Google, others dig deep--maybe too deep

Search engines rummaging the Internet for interesting Web pages are increasingly stumbling upon passwords, credit card numbers, classified documents and even computer vulnerabilities.

Paul Festa Staff Writer, CNET News.com
Paul Festa
covers browser development and Web standards.
Paul Festa
4 min read
Search-engine spiders crawling the Web are increasingly stumbling upon passwords, credit card numbers, classified documents and even computer vulnerabilities that can be exploited by hackers.

The problem is not new, security analysts say: Ever since search robots began indexing the Web years ago, Web site administrators have found pages not meant for public consumption exposed in search results.

But a new tool built into the Google search engine to find a variety of file types in addition to traditional Web documents is highlighting and in some cases exacerbating the problem. With Google's new file-type search tool, a wide array of files formerly overlooked by basic search engine queries are now just a few clicks from the average surfer--or the novice hacker.

The files include Adobe PostScript; Lotus 1-2-3 and WordPro; MacWrite; Microsoft Excel, PowerPoint, Word, Works and Write; and the Rich Text Format.

"The overall problem is worse than it was in the early days, when you could do AltaVista searches on the word password and up come hundreds of password files," said Christopher Klaus, founder and chief technology officer of Internet Security Systems, a provider of information-security systems. "What's happening with search engines like Google adding this functionality is that there are a lot more targets to go after."

Since Google's new tool launched earlier this month, surprised Web site owners have been busy pulling down or securing sensitive pages that have turned up in Google results.

Google disavows responsibility for the security problem. But at the same time, the company has begun devising ways to catch sensitive pages before they wind up exposed to public view.

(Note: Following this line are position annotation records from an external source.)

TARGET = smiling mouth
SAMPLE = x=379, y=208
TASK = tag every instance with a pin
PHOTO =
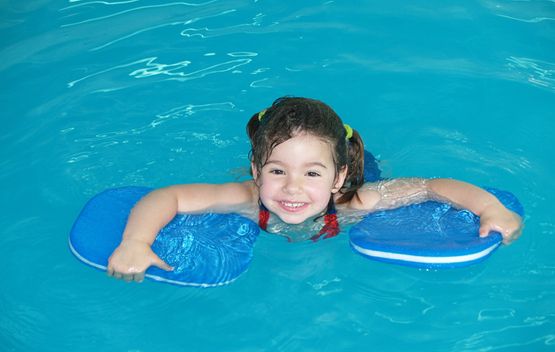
x=293, y=206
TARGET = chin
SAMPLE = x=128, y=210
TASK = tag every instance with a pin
x=294, y=221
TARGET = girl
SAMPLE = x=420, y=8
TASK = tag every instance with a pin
x=307, y=170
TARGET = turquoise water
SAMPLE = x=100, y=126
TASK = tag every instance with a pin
x=102, y=94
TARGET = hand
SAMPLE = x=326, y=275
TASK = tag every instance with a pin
x=131, y=259
x=498, y=218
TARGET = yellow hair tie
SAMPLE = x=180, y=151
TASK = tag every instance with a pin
x=261, y=115
x=349, y=131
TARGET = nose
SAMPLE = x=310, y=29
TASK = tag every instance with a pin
x=293, y=185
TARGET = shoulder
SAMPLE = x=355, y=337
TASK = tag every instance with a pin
x=365, y=198
x=226, y=197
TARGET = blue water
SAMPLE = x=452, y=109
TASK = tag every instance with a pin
x=102, y=94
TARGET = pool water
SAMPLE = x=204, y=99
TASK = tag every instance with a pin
x=99, y=94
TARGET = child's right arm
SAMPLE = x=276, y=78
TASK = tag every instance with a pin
x=133, y=256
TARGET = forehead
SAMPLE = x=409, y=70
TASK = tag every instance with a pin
x=303, y=148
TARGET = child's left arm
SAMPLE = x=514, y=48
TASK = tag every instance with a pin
x=389, y=194
x=494, y=216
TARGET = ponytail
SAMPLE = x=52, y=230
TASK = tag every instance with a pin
x=355, y=172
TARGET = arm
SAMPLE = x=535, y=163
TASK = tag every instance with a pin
x=395, y=193
x=133, y=256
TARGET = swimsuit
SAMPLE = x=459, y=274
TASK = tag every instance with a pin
x=330, y=228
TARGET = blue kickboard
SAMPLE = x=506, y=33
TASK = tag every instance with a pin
x=205, y=250
x=427, y=235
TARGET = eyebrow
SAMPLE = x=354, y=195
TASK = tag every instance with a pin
x=310, y=164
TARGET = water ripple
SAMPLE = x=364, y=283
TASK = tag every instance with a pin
x=537, y=72
x=174, y=70
x=523, y=11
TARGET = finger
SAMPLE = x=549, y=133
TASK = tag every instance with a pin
x=162, y=265
x=484, y=230
x=139, y=277
x=127, y=277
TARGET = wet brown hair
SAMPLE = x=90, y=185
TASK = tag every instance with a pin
x=289, y=116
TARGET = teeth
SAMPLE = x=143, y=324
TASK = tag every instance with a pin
x=293, y=205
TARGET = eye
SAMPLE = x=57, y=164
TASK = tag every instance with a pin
x=277, y=172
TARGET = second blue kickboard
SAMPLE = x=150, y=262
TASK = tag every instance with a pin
x=205, y=249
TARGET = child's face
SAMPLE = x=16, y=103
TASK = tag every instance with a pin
x=297, y=181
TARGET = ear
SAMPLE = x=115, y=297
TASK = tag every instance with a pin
x=254, y=172
x=340, y=179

"Our specialty is discovering, crawling and indexing publicly available information," said Google spokesman David Krane. "We define public as anything placed on the public Internet and not blocked to search engines in any way. The primary burden falls to the people who are incorrectly exposing this information. But at the same time, we're certainly aware of the problem, and our development team is exploring different solutions behind the scenes."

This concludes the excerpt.